As the program director of the Integrative Health and Aging Program at Western Psychiatric Institute and Clinic of UPMC and Kane Glen Hazel's behavioral health residential nursing facility, I function as a clinician, an administrator and a manager. Prior to this, I completed an Internship at Carnegie Mellon University's Counseling and Psychology Services to finish my PsyD (Psychology Doctorate) program in Counseling Psychology at Chatham University.
Prior work experience includes community mental health at Staunton Clinic, UPMC's trauma and borderline personality disorders inpatient unit, multiple bipolar disorder treatment studies including light therapy and interpersonal social rhythm therapy, and at Chatham University as a doctoral student practicum site supervisor and TA for master's level statistics.
I practice from an integrated theoretical orientation informed primarily by Sullivanian Interpersonal Psychotherapy. This includes, but is not limited to, various psychodynamic therapies, Cognitive and dialectical Behavior Therapies, and Gestalt / Experiential approaches.
We often know our goal, but rarely what lies in our way. “There is a road, no simple highway” (Hunter, The Grateful Dead, 1970). At times, we may find that no matter what we try, we cannot seem to overcome the problem and reach our goal – our cabin on the hillside.
No matter how hard we wish, for some problems there is no simple highway – no quick-fix, deus-ex-machina, five-step solution, or magic wand.
These are the points in life when people most often turn to psychotherapy; they have tried everything and, to varying degrees, may have a fantasy that psychotherapists have some top-secret piece of advice. Especially therapists-in-training who are excited about helping, anxious to prove their competence, and unfamiliar with the uncertainty of the therapeutic process might find themselves colluding with this client’s wish for a magic solution in order to reduce both parties’ uncertainty.
From Cindy’s pressed lips, lined with wrinkles that extended noticeably beyond her years, came exasperated concerns of torturous anxiety.

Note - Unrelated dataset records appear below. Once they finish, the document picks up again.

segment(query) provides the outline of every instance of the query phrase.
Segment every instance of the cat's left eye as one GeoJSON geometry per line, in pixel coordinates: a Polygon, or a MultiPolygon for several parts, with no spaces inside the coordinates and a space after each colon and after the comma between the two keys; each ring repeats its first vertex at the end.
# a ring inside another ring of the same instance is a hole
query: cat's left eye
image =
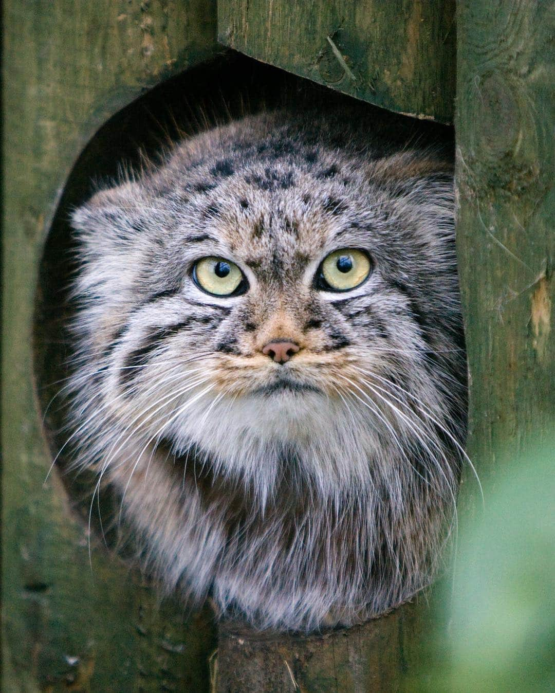
{"type": "Polygon", "coordinates": [[[199,288],[213,296],[236,296],[248,286],[245,275],[230,260],[210,256],[193,267],[193,281],[199,288]]]}
{"type": "Polygon", "coordinates": [[[370,258],[363,251],[356,248],[334,250],[320,265],[317,286],[324,291],[349,291],[360,286],[371,269],[370,258]]]}

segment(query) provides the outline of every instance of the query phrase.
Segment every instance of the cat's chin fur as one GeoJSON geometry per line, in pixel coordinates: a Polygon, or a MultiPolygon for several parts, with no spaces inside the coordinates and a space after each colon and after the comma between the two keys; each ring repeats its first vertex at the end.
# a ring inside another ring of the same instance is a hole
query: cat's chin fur
{"type": "Polygon", "coordinates": [[[387,428],[341,400],[294,398],[201,398],[106,477],[166,588],[256,628],[351,626],[430,584],[457,480],[444,466],[407,498],[415,470],[387,428]]]}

Deeper than her polite solemnity, there seemed to be a well of sadness. This sadness pervaded her down-turned lips, slow gate, and slumped posture. Cindy’s helpless presentation pulled at my heart-strings; in particular as a young therapist-in-training, I wanted to help. I listened empathically, encouraged her strengths, taught skills such as deep-breathing, and offered advice.

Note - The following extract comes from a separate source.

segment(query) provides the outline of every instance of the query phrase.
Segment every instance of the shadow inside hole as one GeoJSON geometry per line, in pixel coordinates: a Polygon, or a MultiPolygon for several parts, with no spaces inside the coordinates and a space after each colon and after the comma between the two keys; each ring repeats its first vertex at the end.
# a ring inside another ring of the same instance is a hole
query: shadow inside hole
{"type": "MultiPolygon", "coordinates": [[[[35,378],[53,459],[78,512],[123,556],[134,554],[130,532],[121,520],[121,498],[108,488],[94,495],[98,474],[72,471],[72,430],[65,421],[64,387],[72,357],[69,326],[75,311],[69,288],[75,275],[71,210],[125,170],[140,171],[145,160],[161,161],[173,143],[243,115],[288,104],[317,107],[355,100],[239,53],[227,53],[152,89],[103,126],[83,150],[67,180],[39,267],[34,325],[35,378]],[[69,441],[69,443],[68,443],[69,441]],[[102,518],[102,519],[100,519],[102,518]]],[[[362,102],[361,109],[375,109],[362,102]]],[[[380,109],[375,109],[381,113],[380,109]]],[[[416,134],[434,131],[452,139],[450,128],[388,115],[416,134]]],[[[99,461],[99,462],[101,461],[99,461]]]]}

However, like clockwork, every 15 minutes Cindy’s down-turned, sad lips would slowly become pursed with frustration. Pursed like a toddler refusing a big spoonful of syrupy cough-medicine. Shutting off, and shutting me out.
And there’s nothing you can do about it! You have to fail. You must fail… If you want to succeed.
To foster a patient who loves himself, warts and all, therapists must accept and own their foibles and follies. To the best of my knowledge, there is no greater strength than the courage to look our demons straight in the eye. This is a question – “what are your strengths and weaknesses?” – you will face at comprehensive exams and internship interviews; my answer always begins, “they are one-and-the-same: my greatest strength is how I have grown from my weaknesses.”